Our study has several limitations. First, our sample size of 2632 cases and 2596 controls gives only 40% power to detect an OR of 1.10 for a risk allele with a frequency of 0.10. This low power may explain why we failed to replicate association of many of the index SNPs. Second, we used self-reported type 2 diabetes. However, our validation study showed that 96% of self-reported diabetes cases are confirmed in the medical record. Third, our custom genotyping array did not include many of the known type 2 diabetes loci as it was designed before publication of the latest GWAS. Fourth, prevalence of undiagnosed cases of diabetes among controls, although small and comparable to population estimates, may have resulted in underestimation of the true genetic associations. Fifth, although the threshold of call rate > 90% that we used in the QC of the Affymetrix Axiom 45K custom array is not the standard cutoff, we compared association results from genotyped data (shown in the present analysis) and imputed data of the index SNPs. Results were basically the same. Lastly, we cannot completely rule out the presence of unmeasured confounding of the association between genetic ancestry and risk of type 2 diabetes due to socio-economic factors that were not completely captured by either years of education or the neighborhood SES score.

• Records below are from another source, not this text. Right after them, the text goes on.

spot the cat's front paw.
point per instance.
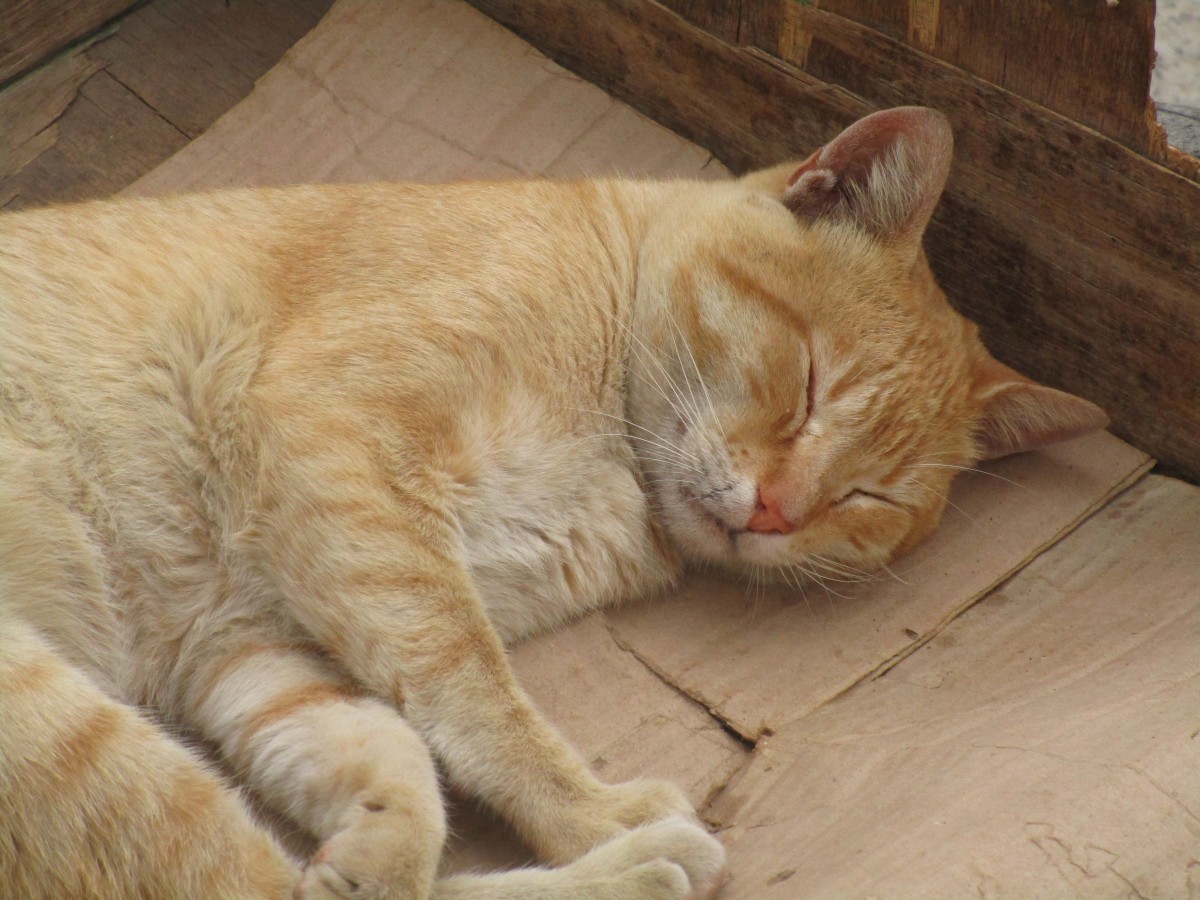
(385, 849)
(610, 811)
(673, 859)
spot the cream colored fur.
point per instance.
(286, 467)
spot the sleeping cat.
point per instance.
(285, 468)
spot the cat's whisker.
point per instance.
(975, 469)
(948, 503)
(635, 425)
(815, 576)
(891, 571)
(840, 568)
(675, 405)
(673, 451)
(700, 378)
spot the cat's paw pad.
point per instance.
(611, 811)
(645, 801)
(383, 851)
(658, 855)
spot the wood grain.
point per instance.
(96, 118)
(31, 30)
(1079, 257)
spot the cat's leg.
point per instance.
(373, 570)
(97, 802)
(340, 763)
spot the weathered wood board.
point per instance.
(1079, 257)
(31, 30)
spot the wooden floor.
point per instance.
(1012, 715)
(96, 118)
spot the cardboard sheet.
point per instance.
(430, 90)
(763, 658)
(1045, 744)
(421, 90)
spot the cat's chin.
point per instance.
(705, 538)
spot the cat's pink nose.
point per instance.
(768, 517)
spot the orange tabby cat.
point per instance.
(286, 467)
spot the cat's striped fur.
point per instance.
(283, 468)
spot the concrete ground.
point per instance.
(1176, 82)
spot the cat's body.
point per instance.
(275, 465)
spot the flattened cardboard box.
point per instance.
(435, 91)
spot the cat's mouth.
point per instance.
(721, 529)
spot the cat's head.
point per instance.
(802, 390)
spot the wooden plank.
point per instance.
(97, 118)
(1043, 745)
(1090, 61)
(717, 17)
(1078, 256)
(33, 30)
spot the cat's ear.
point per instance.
(1020, 414)
(885, 173)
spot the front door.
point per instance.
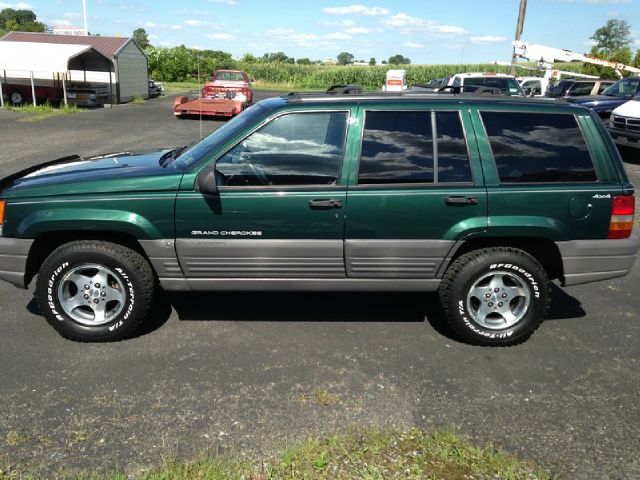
(418, 190)
(279, 210)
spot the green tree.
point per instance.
(345, 58)
(612, 36)
(399, 60)
(22, 20)
(141, 38)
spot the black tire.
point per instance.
(474, 290)
(70, 275)
(16, 97)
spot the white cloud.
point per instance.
(288, 35)
(17, 6)
(358, 31)
(60, 23)
(356, 9)
(220, 36)
(338, 36)
(487, 39)
(407, 24)
(598, 2)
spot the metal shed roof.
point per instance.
(109, 46)
(46, 57)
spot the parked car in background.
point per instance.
(229, 84)
(470, 82)
(431, 86)
(624, 124)
(576, 88)
(620, 92)
(533, 86)
(155, 88)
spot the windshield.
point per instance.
(624, 88)
(506, 85)
(206, 147)
(559, 88)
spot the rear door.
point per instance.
(416, 190)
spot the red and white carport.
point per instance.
(50, 61)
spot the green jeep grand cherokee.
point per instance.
(482, 199)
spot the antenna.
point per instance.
(200, 96)
(84, 15)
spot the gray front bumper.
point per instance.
(13, 260)
(592, 260)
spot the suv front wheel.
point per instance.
(94, 291)
(495, 296)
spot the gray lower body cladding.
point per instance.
(587, 261)
(13, 260)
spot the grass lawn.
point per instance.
(362, 453)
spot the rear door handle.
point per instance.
(325, 204)
(461, 200)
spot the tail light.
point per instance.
(622, 214)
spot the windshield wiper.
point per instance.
(171, 155)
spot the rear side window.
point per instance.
(538, 147)
(398, 147)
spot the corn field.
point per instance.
(180, 64)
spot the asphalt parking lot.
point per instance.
(246, 373)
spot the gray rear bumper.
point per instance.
(13, 260)
(592, 260)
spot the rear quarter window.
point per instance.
(538, 147)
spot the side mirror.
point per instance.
(206, 182)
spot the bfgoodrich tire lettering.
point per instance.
(495, 296)
(95, 291)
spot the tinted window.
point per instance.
(295, 149)
(508, 86)
(397, 147)
(623, 88)
(581, 88)
(538, 147)
(559, 88)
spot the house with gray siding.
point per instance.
(130, 63)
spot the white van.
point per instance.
(624, 123)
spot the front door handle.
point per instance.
(325, 204)
(455, 200)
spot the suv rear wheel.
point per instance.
(495, 296)
(93, 291)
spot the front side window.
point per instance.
(294, 149)
(398, 148)
(538, 147)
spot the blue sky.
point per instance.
(426, 31)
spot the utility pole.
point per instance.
(523, 10)
(84, 15)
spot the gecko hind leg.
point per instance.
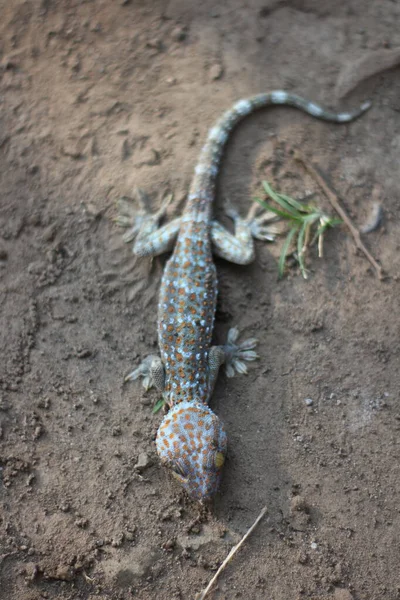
(239, 248)
(152, 371)
(143, 226)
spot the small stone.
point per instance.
(117, 541)
(169, 545)
(179, 34)
(64, 573)
(82, 523)
(38, 432)
(298, 503)
(216, 72)
(84, 353)
(342, 594)
(129, 536)
(31, 571)
(143, 462)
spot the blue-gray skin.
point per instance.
(191, 439)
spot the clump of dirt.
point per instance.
(100, 97)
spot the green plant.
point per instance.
(307, 225)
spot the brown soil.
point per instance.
(100, 96)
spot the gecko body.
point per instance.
(191, 439)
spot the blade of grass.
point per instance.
(300, 248)
(285, 250)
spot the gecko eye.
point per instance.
(219, 460)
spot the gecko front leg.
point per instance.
(143, 226)
(152, 371)
(234, 356)
(239, 248)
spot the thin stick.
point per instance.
(233, 551)
(334, 200)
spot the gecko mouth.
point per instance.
(191, 441)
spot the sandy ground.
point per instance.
(98, 97)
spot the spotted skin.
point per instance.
(191, 439)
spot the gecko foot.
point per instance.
(263, 227)
(236, 355)
(139, 220)
(152, 371)
(256, 224)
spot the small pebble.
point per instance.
(216, 72)
(179, 34)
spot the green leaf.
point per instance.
(300, 245)
(277, 211)
(285, 250)
(297, 205)
(158, 405)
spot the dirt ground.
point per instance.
(98, 97)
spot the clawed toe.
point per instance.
(145, 370)
(236, 355)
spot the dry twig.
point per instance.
(233, 551)
(334, 200)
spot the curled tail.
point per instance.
(202, 188)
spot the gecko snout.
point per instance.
(191, 441)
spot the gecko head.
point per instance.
(191, 441)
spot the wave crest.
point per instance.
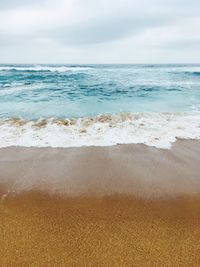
(153, 129)
(40, 68)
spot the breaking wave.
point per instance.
(40, 68)
(152, 129)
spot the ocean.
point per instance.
(98, 105)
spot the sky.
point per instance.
(99, 31)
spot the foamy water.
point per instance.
(62, 105)
(159, 130)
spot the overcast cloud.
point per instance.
(99, 31)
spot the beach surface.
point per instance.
(125, 205)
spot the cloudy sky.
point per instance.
(99, 31)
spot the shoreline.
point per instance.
(126, 205)
(123, 169)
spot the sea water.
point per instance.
(83, 105)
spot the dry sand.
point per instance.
(127, 205)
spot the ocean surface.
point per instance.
(82, 105)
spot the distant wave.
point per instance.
(41, 68)
(153, 129)
(192, 72)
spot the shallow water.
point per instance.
(62, 105)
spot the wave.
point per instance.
(193, 72)
(152, 129)
(40, 68)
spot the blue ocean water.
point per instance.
(35, 91)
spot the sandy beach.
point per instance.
(126, 205)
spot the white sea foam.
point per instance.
(44, 68)
(153, 129)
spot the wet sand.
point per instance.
(127, 205)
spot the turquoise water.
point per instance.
(35, 91)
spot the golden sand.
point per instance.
(37, 229)
(128, 205)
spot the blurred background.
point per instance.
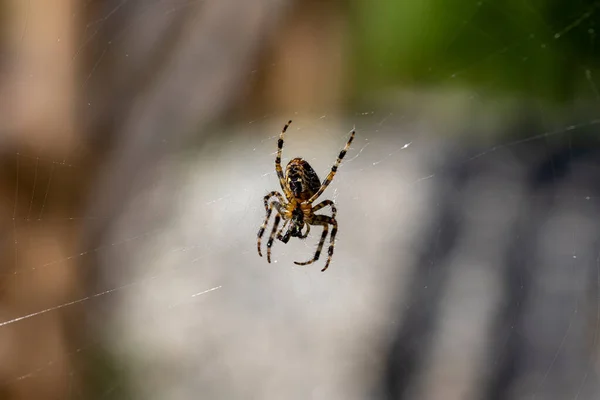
(138, 138)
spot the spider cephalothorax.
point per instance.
(301, 187)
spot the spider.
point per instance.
(301, 187)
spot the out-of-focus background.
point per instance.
(137, 139)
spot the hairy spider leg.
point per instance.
(322, 204)
(272, 237)
(331, 244)
(317, 221)
(307, 232)
(329, 177)
(274, 193)
(278, 161)
(261, 231)
(326, 203)
(279, 234)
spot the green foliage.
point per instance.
(534, 48)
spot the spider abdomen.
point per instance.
(301, 179)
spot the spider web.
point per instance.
(181, 305)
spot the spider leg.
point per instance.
(329, 177)
(261, 231)
(331, 244)
(274, 193)
(278, 160)
(326, 203)
(307, 232)
(317, 221)
(272, 237)
(279, 236)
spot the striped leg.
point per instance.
(331, 244)
(306, 234)
(329, 177)
(279, 234)
(278, 159)
(261, 231)
(318, 220)
(326, 203)
(272, 237)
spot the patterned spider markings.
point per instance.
(301, 187)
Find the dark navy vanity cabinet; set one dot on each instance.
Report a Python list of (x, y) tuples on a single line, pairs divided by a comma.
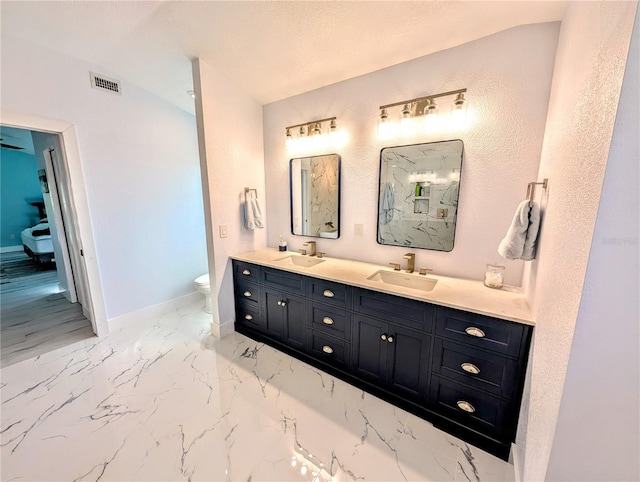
[(462, 371)]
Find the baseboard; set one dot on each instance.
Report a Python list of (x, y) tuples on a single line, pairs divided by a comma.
[(11, 249), (152, 311), (516, 463), (223, 329)]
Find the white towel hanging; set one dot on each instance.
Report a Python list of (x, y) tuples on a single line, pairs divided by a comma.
[(519, 243), (252, 212)]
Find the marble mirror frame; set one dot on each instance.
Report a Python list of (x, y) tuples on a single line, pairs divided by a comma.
[(419, 187), (314, 183)]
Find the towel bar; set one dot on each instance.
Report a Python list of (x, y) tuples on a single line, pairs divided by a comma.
[(532, 186)]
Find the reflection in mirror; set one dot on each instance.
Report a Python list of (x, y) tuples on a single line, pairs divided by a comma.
[(315, 196), (418, 196)]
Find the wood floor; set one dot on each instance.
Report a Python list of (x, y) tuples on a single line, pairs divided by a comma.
[(35, 317)]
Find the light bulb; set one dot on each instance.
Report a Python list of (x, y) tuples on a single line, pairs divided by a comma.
[(386, 128), (407, 126), (430, 115), (459, 111)]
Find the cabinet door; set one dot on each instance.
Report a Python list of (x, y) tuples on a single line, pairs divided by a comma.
[(295, 334), (275, 314), (408, 362), (369, 349), (285, 318)]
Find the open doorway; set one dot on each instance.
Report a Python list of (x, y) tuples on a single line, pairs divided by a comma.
[(44, 296)]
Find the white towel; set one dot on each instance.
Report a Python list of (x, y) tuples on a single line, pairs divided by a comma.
[(387, 201), (252, 213), (520, 241)]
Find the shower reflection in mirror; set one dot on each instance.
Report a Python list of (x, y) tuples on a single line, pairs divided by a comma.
[(315, 196), (418, 195)]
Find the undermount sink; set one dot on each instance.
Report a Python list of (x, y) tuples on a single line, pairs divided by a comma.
[(405, 280), (303, 261)]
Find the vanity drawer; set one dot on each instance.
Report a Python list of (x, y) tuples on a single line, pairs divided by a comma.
[(480, 331), (290, 282), (330, 320), (404, 311), (480, 369), (476, 410), (247, 271), (248, 314), (246, 290), (329, 292), (329, 349)]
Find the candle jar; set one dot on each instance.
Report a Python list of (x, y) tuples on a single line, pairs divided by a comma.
[(494, 276)]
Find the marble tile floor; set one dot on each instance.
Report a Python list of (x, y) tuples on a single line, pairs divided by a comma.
[(161, 400)]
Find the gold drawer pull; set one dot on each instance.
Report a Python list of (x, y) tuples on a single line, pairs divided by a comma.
[(466, 406), (470, 368), (473, 331)]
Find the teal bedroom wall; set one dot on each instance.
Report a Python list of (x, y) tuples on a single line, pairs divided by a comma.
[(19, 185)]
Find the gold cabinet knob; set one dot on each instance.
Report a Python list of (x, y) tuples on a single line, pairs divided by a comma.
[(473, 331), (470, 368), (465, 406)]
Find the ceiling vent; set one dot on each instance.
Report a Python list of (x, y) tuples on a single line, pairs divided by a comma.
[(101, 82)]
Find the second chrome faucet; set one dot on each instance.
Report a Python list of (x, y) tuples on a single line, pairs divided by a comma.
[(411, 262), (312, 247)]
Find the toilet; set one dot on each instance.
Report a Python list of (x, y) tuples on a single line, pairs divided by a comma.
[(202, 285)]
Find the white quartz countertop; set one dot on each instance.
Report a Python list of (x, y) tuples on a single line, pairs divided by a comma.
[(508, 303)]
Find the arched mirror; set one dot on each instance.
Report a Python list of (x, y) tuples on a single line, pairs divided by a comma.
[(315, 196), (418, 196)]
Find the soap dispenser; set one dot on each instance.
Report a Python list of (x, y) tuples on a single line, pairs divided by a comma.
[(282, 245)]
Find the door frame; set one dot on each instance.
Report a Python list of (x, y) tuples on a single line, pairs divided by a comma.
[(73, 180)]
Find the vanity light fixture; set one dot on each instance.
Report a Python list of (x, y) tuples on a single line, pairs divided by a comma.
[(422, 106), (310, 136)]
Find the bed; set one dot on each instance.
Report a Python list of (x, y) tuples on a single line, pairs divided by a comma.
[(37, 242)]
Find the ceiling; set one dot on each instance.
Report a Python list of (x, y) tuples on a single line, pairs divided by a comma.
[(271, 49), (16, 139)]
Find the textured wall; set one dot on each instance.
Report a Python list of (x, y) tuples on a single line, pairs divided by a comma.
[(598, 424), (590, 62), (230, 137), (508, 85), (140, 164)]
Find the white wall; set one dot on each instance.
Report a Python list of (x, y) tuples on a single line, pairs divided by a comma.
[(590, 62), (232, 158), (508, 77), (140, 163), (596, 437)]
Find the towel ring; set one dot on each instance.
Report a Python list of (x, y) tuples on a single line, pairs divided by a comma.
[(531, 187)]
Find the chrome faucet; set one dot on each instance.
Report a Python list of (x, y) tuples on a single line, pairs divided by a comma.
[(312, 247), (411, 261)]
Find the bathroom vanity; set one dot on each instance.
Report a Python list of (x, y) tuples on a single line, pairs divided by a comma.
[(451, 351)]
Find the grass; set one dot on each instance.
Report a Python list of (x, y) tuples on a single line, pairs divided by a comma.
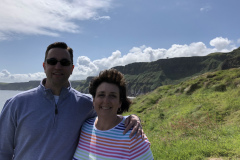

In summary, the present study has several important findings. First, we found that African ancestry was associated with higher risk of type 2 diabetes. This association was mediated in part by BMI, and was not completely explained by differences in SES. Second, our genome-wide admixture mapping identified two genomic loci, 3q26.33 and 12q23.1, which may harbor genetic risk variants that explain in part the higher risk of type 2 diabetes observed in African American subjects. Third, we were able to replicate several of the index SNPs from European ancestry GWAS. In particular, ours is the first study to replicate the association of the X-linked rs5945326 SNP in African American subjects. Finally, our fine-mapping efforts suggest the presence of new independent signals in at least five loci. Although in four of the loci our strongest SNPs did not correlate with reported SNPs by the MEDIA consortium, findings from the same consortium support the existence of new genetic risk variants in those loci. Future work should help to identify these new causal variants.